Der internationalen Entwicklung folgend, sollte der Wert der neuen Währung durch Gold statt durch Silber gedeckt werden. Der Übergang hierzu wurde durch Kriegsentschädigungszahlungen der französischen Regierung erleichtert. Sie beliefen sich auf die damals unvorstellbare Summe von 5 Milliarden Franken, darunter 617 Millionen in bar, also in Gold, 125 Millionen in Banknoten und 4248 Millionen in Handelswechsel. Mit den Banknoten und Handelswechseln konnte weiteres Gold erworben werden. Man brauchte also nicht erst das umlaufende Silbergeld einzuziehen, um dafür Gold zu kaufen.
Das „Gesetz, betreffend die Ausprägung von Reichsgoldmünzen“ vom 4. Dezember 1871 bestimmte in § 1, dass aus einem Pfund Feingold 139 ½ 10-Mark-Münzen zu prägen seien.
§ 2 legte fest: „Der zehnte Theil dieser Goldmünze wird Mark genannt und in hundert Pfennige eingetheilt.“ Schließlich regelte das Gesetz auch das Wertverhältnis der bisherigen Landeswährungen zur neuen Goldwährung. Mit der Ausführung des Gesetzes begann man unverzüglich, und noch im Dezember 1871 wurden die ersten Reichsgoldmünzen ausgegeben. Bis Ende April 1873 waren schon Goldmünzen für über 600 Millionen Mark geprägt.
Das „Münzgesetz“ vom 9. Juli 1873 brachte dann die Münzreform in Gang. Außer den Reichsgoldmünzen zu 10 und 20 Mark sollten auch solche zu 5 Mark sowie Reichssilbermünzen zu 5, 2 und 1 Mark sowie 50 und 20 Pfennig, ferner Reichsnickelmünzen zu 10 und 5 Pfennig sowie Reichskupfermünzen zu 2 und 1 Pfennig geprägt werden.
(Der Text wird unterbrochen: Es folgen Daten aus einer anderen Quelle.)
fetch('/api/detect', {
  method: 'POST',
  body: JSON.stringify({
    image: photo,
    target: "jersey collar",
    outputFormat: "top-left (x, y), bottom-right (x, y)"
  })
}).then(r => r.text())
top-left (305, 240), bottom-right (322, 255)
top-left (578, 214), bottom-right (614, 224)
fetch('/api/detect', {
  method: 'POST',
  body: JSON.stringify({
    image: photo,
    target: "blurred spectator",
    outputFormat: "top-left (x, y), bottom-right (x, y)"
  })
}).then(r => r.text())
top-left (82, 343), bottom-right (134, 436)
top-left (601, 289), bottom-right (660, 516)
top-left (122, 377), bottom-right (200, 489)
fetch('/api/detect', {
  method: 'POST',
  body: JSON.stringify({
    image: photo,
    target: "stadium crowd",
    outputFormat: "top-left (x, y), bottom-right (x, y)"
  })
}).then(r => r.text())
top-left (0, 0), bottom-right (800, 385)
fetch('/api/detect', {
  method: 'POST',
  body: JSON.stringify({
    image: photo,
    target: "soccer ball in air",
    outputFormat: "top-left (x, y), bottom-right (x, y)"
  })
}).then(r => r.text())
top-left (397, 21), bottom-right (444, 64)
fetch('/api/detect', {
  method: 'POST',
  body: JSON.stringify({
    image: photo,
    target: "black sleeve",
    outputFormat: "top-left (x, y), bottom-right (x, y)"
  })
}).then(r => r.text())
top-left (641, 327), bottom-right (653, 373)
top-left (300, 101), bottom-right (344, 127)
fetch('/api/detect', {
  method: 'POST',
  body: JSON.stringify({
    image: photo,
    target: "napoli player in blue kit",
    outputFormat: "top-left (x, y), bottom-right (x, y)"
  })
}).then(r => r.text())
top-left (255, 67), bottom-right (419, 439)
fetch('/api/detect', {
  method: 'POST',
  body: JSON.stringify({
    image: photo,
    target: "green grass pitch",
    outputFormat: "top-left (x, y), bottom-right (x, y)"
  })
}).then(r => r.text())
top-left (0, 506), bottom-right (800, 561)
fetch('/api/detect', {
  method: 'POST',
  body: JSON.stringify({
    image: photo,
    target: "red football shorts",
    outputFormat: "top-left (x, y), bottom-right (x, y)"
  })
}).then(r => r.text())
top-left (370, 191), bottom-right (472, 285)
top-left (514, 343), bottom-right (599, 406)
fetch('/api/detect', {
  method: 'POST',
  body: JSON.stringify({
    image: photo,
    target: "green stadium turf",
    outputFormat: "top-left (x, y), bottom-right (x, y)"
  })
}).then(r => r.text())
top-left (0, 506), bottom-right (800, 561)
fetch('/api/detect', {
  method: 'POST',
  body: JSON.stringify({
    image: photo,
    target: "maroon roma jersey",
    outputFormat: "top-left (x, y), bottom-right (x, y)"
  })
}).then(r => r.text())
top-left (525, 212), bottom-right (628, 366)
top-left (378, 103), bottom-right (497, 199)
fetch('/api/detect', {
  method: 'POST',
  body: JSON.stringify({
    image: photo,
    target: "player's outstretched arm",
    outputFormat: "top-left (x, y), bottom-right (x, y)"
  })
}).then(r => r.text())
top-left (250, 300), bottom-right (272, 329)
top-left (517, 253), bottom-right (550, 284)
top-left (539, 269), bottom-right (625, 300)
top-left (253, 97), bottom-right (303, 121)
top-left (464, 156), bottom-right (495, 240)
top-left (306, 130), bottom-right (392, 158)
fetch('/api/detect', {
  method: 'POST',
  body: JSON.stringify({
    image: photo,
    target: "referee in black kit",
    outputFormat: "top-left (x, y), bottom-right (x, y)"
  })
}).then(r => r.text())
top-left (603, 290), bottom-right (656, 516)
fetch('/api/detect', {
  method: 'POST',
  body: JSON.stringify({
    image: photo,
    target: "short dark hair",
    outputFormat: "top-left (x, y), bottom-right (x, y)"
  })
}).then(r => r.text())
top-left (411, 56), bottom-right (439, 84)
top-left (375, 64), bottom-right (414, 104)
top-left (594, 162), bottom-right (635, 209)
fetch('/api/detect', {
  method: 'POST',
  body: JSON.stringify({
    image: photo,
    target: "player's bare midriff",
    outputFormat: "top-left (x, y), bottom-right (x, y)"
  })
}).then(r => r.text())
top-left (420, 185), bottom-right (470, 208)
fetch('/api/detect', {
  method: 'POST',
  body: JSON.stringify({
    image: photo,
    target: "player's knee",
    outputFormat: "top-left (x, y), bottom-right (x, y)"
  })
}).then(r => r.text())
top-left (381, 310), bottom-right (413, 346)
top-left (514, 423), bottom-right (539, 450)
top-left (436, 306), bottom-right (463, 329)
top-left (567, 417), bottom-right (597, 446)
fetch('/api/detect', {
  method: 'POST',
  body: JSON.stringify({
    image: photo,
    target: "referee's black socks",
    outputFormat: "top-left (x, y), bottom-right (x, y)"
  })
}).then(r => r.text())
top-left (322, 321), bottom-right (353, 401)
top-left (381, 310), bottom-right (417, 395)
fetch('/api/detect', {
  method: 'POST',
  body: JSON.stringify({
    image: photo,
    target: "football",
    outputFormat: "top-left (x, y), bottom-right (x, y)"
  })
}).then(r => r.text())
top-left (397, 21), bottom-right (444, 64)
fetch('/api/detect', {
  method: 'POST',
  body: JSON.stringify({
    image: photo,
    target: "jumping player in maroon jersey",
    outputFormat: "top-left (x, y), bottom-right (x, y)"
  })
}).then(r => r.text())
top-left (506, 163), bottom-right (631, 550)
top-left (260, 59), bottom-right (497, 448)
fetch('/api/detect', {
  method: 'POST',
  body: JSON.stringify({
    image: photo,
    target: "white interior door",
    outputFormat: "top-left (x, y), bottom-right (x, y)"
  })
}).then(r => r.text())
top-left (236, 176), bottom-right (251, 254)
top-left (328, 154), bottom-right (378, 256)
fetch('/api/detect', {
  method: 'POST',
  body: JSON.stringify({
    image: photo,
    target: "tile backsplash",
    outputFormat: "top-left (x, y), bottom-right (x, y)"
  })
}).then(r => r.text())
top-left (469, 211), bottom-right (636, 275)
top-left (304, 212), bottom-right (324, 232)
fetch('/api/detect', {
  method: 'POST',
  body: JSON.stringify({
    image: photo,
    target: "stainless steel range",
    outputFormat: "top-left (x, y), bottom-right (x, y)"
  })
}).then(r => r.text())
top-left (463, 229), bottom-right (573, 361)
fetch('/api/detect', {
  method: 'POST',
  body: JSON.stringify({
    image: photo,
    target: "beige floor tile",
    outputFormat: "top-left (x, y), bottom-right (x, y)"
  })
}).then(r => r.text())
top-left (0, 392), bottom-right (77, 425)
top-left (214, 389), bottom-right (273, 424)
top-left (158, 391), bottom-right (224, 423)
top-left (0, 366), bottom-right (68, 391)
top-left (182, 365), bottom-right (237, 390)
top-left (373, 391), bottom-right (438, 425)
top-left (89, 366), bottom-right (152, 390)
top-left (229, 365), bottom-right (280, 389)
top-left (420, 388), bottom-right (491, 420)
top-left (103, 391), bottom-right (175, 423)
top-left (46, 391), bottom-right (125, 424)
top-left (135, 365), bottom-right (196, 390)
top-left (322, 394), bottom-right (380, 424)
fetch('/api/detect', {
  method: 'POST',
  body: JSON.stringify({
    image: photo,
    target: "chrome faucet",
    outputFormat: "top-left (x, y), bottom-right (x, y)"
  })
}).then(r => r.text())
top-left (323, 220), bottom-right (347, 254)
Erst das Münzgesetz sprach es in § 1 ausdrücklich aus, dass „an die Stelle der in Deutschland geltenden Landeswährungen … die Reichsgoldwährung“ tritt und „der Zeitpunkt, an welchem die Reichswährung im gesammten Reichsgebiet in Kraft treten soll“ durch eine Verordnung des Kaisers bestimmt wird. Diese „Verordnung, betreffend die Einführung der Reichswährung“ vom 22. September 1875 legte als Termin den 1. Januar 1876 fest.
Bis auf Lippe-Detmold, Lauenburg, Lübeck, Bremen, Hamburg und dem neuen Reichsland Elsass-Lothringen hatten alle Bundesländer Staatspapiergeld emittiert.[3] Das „Gesetz, betreffend die Ausgabe von Reichskassenscheinen“ vom 30. April 1874 verpflichtete die Bundesstaaten, ihr Staatspapiergeld bis zum 1. Juli 1875 zur Einlösung aufzurufen.[4]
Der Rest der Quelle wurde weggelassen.